Devant lui, comme un mirage flottant dans l'air, des mots apparurent, cachant partiellement sa vision. « On s'en fou d'où tu es, on te retrouve plus tard. Pour l'instant, tu n'échapperas jamais à la police si tu laisses ton foutu signal ouvert ! »

Bien sûr, il n'avait pas tort. Mais Korie n'avait jamais éteint son signal, et pour ce qu'il en savait, c'était comme déambuler dans une foule les yeux bandés, les bras tendus devant lui, sans plus connaitre le nord. Il avait peur de tenter l'expérience, quelque part dans le sud-ouest de Manhattan, la ville la plue peuplée d'Amérique.

Avec la peur vient le courage, à ce qu'il parait. C'est ma seule chance de m'en sortir.

Korie s'arrêta de courir. Toujours caché au centre des piétons, il ne se faisait pas plus remarquer qu'un autre. Il ferma les yeux, pencha la tête en avant, prit une inspiration pour emplir d'air ce qui faisait office de poumon : un ventilateur servant à refroidir le métal en surchauffe. Sous ses paupières closes, le robot se représenta un interrupteur, qu'il abaissa d'une pression du doigt. Aussitôt, tout ce qu'il voyait dans le noir - les réseaux WIFI et Bluetooth, telles des toiles d'araignée brillant de fils d'or, cherchant à se connecter à toutes formes de technologie autour de lui - s'éteignirent d'un seul coup. Korie ouvrit les yeux, regarda nerveusement de gauche à droite, prit une seconde inspiration. Son ordinateur tenta automatiquement d'autoriser la connexion, mais il l'en empêcha, malgré l'envie.

Si Korie avait déjà une impression de schizophrénie, partagé entre sa rébellion et son programme de politesse, il l'était maintenant encore plus qu'avant, partagé entre son instinct humain et de survie, et l'instinct robotique de connexion. Cette fois, il n'était plus ni l'un ni l'autre. Il en était conscient plus que jamais : il ne lui fallait plus qu'une petite poussée pour basculer complètement d'un côté.

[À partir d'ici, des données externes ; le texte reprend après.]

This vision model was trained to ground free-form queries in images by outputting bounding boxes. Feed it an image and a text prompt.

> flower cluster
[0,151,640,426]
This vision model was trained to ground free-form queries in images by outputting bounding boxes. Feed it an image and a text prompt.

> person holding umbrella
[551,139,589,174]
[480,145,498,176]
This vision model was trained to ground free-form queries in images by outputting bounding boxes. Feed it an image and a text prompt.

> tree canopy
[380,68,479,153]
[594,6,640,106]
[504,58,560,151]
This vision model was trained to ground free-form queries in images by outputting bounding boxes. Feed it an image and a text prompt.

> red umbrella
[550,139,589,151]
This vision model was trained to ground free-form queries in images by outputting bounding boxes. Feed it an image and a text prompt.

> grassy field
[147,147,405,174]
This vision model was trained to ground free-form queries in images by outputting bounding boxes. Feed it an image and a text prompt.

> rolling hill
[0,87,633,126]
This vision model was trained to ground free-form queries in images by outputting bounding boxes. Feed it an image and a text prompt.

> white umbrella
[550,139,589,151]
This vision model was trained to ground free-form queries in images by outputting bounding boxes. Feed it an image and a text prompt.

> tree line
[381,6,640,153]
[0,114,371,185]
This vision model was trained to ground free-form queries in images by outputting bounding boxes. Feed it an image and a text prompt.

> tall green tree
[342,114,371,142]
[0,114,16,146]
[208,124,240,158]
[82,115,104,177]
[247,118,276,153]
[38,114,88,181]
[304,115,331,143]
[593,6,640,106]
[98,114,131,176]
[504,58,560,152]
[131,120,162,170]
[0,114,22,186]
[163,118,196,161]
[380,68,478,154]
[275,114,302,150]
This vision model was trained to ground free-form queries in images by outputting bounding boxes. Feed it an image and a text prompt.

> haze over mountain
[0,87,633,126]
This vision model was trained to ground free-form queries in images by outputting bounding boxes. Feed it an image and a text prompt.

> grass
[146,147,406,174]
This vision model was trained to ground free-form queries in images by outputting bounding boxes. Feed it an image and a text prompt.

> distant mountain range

Humain, pensa aussitôt Korie, étourdi par son ordinateur en surchauffe. Humain : c'est ce que je veux être.

Tremblant de peur et d'excitation, Korie enfouit ses mains dans ses poches, baissa la tête et continua son chemin tranquillement. Les voitures de police passèrent à côté de lui à pleine vitesse sans le remarquer. Il leur faudra une dizaine de secondes avant de se rendre compte qu'ils avaient perdu sa piste : un temps amplement suffisant pour Korie pour s'éloigner de la zone. Il tourna les talons et revint sur ses pas, vers Stuyvesant.

Enfin, il s'autorisa un sourire en coin.